FACING ECONOMIC conditions that are still tight – as well as some mid-term elections that promise to be tight as well – lawmakers in Washington recently agreed to forego cost of living pay hikes for themselves during the 2011 fiscal year.
On Tuesday, members of Congress voted 402-15 in overwhelming support of this noble measure. The Senate passed similar action that blocked the automatic pay raise that was on the horizon for them next year.
The continuing cost of living pay adjustment – known as “COLA” – was initially approved in 1989 as a means for legislators to bypass having to act every year on what was essentially pay raise legislation for themselves.
Although many believe the economy is on the rebound, some lawmakers in Washington are being cautious enough on this front to call for the repeal of the automatic cost of living increase and go back to the annual vote on the measure.

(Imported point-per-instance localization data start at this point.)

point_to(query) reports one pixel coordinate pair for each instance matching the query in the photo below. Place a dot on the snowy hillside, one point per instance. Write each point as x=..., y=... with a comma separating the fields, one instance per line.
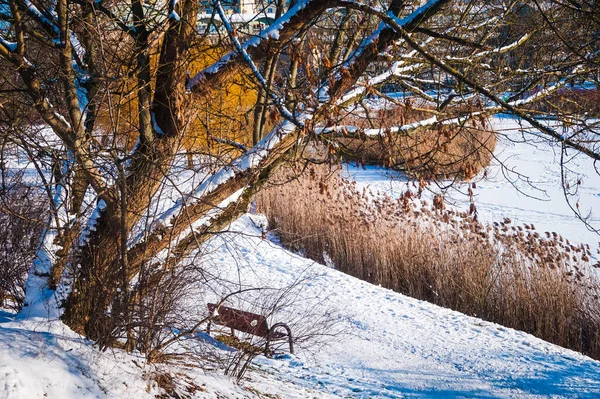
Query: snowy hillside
x=387, y=345
x=522, y=183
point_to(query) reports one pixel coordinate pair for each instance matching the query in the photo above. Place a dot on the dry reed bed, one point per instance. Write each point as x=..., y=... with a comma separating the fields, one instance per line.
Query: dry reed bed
x=511, y=275
x=452, y=150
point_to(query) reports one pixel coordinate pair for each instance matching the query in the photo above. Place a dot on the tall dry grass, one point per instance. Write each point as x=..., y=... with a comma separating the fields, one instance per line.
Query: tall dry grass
x=511, y=275
x=447, y=151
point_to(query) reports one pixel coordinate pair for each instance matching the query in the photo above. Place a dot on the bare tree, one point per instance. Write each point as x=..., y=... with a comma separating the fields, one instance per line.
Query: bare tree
x=123, y=86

Last Thursday, the Senate took action to block the “COLA” raise, which would have increased members’ salaries by about $1,600. A bipartisan group of Senators this week urged Congress to do the same, which they indeed did.

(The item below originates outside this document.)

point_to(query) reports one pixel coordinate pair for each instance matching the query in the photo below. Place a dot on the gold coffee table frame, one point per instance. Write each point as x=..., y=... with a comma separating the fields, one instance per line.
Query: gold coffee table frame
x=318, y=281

Ohio Sen. Sherrod Brown (D-Ohio) said, “Ohio workers are more productive than ever, but too many are seeing their wages cut or their hours reduced. As Ohioans work to rebound from this economic downturn, the last thing we in Washington should do is give ourselves a raise.”
On Tuesday evening, members of Congress who supported the measure in the House echoed those sentiments, noting that unemployment rates remain high across the nation, cuts in public funding have been handed down in local communities and families are still struggling to make ends meet.
The fact that this is an important election year probably plays into the fact that these elected officials are more than willing to give up their automatic pay increases. But this was obviously the right thing to do.
Besides, it’s safe to say that elected officials on any level – particularly the federal level – are already well-paid.
Let’s keep a close eye on all elected officials – including those in our local governments – to see if they have the courage, leadership and moral fiber to follow suit.